Sunday, August 12, 2007
SANTA FE, Aug. 12, 2007 (McClatchy-Tribune Regional News delivered by Newstex) --
An oversight during last year's change in management at Los Alamos National Laboratory may have helped the contractor that now runs the lab avoid a multi-million-dollar fine.
The Department of Energy's contract with Los Alamos National Security LLC inadvertently omitted some of the agency's own directives concerning the handling of classified material.
One congressman called the omissions a potential 'get-outof-jail-free card' for the lab.
Last month, DOE issued a notice stating that LANS violated directives in connection with an October 2006 incident in which a lab contract worker took home classified documents.
The lab may have dodged a huge bullet: The total maximum fine for all of the violations was $88 million, according to the notice.
The contract has since been updated to include financial penalties for violations of security directives.
Documents taken from the lab by Jessica Quintana -- which were discovered during a police drug raid on her Los Alamos mobile home targeting her roommate -- concerned the design of nuclear weapons and the methodologies for testing nuclear weapons of the United States and its allies.
In the months after the security breach, LANS asserted that it should not be fined for violating the security directives cited by DOE, according to a footnote in the DOE's notice of violation.
LANS maintained that its contract didn't include the security directives and that the contract instead referred to predecessor DOE orders that did not call for penalties.
It's not clear whether the lab's argument held water with the DOE's National Nuclear Security Administration, which oversees the nation's weapons labs. But in any case, LANS wasn't fined for violating the security rules that were supposed to be in the contract.
The agency's violation notice states that because 'NNSA has decided not to impose any penalties' for violating the security directives, the question of whether the lab can be fined for them is 'moot.'
The NNSA did propose a $300,000 fine for LANS, but for a violation related to the longstanding Atomic Energy Act, not the security measures missing from the contract.
NNSA also is proposing to fine the University of California, the lab's former manager, $3 million.
Even though the Quintana incident took place several months after the June 2006 transfer of the lab's management from the university to LANS, NNSA said UC bore significant responsibility for the evolution of 'longstanding deficiencies' the lab's handling of classified information.
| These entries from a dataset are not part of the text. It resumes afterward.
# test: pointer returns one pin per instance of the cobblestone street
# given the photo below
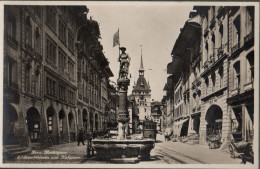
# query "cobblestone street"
(165, 152)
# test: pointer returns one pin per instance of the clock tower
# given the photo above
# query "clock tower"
(142, 94)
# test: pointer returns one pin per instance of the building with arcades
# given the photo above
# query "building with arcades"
(214, 94)
(52, 78)
(93, 78)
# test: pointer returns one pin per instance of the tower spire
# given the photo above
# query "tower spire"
(141, 64)
(141, 70)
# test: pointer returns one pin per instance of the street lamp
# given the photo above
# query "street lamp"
(85, 24)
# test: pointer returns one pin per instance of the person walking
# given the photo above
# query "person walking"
(81, 137)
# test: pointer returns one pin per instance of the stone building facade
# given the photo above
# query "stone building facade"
(44, 100)
(156, 114)
(216, 52)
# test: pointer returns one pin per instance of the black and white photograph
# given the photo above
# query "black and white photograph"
(129, 84)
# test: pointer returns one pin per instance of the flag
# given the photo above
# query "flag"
(116, 39)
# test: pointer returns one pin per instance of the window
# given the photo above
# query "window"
(50, 122)
(71, 96)
(207, 50)
(37, 11)
(71, 69)
(207, 85)
(28, 77)
(236, 74)
(50, 86)
(221, 35)
(220, 71)
(11, 27)
(62, 92)
(28, 32)
(213, 46)
(10, 72)
(51, 18)
(250, 20)
(37, 82)
(62, 32)
(236, 32)
(51, 51)
(213, 77)
(37, 42)
(250, 67)
(62, 61)
(71, 42)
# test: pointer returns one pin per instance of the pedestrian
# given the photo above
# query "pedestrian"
(81, 137)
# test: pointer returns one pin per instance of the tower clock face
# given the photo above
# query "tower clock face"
(142, 97)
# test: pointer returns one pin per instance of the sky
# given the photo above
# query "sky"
(155, 26)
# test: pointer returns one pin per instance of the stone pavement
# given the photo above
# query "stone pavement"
(64, 153)
(165, 152)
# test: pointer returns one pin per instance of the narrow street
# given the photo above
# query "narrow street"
(164, 152)
(180, 153)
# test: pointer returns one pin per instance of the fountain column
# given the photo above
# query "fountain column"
(123, 82)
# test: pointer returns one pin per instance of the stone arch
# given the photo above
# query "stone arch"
(10, 116)
(250, 67)
(214, 116)
(79, 119)
(91, 121)
(63, 126)
(85, 119)
(52, 125)
(33, 119)
(72, 131)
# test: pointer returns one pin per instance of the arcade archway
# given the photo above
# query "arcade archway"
(85, 119)
(71, 126)
(96, 122)
(63, 125)
(34, 123)
(214, 120)
(9, 118)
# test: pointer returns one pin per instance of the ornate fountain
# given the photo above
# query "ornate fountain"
(124, 149)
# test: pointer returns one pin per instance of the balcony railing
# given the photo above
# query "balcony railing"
(236, 47)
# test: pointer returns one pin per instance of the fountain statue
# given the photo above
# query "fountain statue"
(123, 148)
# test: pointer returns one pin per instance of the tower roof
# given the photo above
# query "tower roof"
(141, 85)
(141, 64)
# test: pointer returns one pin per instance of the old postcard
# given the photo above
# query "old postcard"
(130, 84)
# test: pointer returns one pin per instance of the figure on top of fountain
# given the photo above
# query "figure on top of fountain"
(124, 60)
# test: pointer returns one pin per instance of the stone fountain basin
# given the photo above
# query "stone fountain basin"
(109, 149)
NNSA decided to fine LANS on just one violation of the Atomic Energy Act, according to the notice, in recognition of the proactive way in which the lab responded to the Quintana incident.
DOE officials have also noted that LANS was only on the job for a few months before the incident occurred.
Lab spokesman Kevin Roark said Thursday that LANS plans to pay the $300,000 fine soon.
DOE orders
DOE left its security directives out of the LANS contract despite the fact that the Los Alamos operating contract was put out to bid in part because years of embarrassing security and safety lapses under the old management, the University of California.
UC had run the Los Alamos lab since it was created to build the first atomic bomb during World War II.
UC remains involved in Los Alamos operations as part of LANS, a private consortium that also includes Bechtel and other corporations.
The security directives -- known as the 470.4 series manuals -- were issued in recent years to codify DOE's requirements for protecting classified documents.
NNSA spokesman John Broehm said the manuals could have been left out of the contract due to the complexity of switching managers for the first time in the lab's history.
'Unfortunately, the manuals in question were not included during this transfer,' Broehm said in a statement to the Journal. 'Once the omission was discovered, they were immediately included and the new contract was updated.' The updates were made in January.
The manuals did not include significant new security requirements, Broehm said. Rather, they alerted contractors of NNSA's authority to impose fines for violating security procedures.
The oversight brought criticism in April during a congressional hearing.
'This committee was disturbed to learn just this week that the Department of Energy apparently forgot to put legal requirements in its contract with the lab operator,' said Democratic Rep. Bart Stupak, chairman of the Energy and Commerce committee's oversight subcommittee.
Stupak said he feared the omission would hand LANS a 'get-out-of-jail-free card.'
Last month, Energy Secretary Samuel Bodman sent the NNSA a memo stating that one of the lessons learned from the episode is the need to ensure that DOE directives are 'incorporated in the applicable contracts and subcontracts.'
He goes on to say that leaving out references to these directives may limit DOE's ability to hold contractors accountable.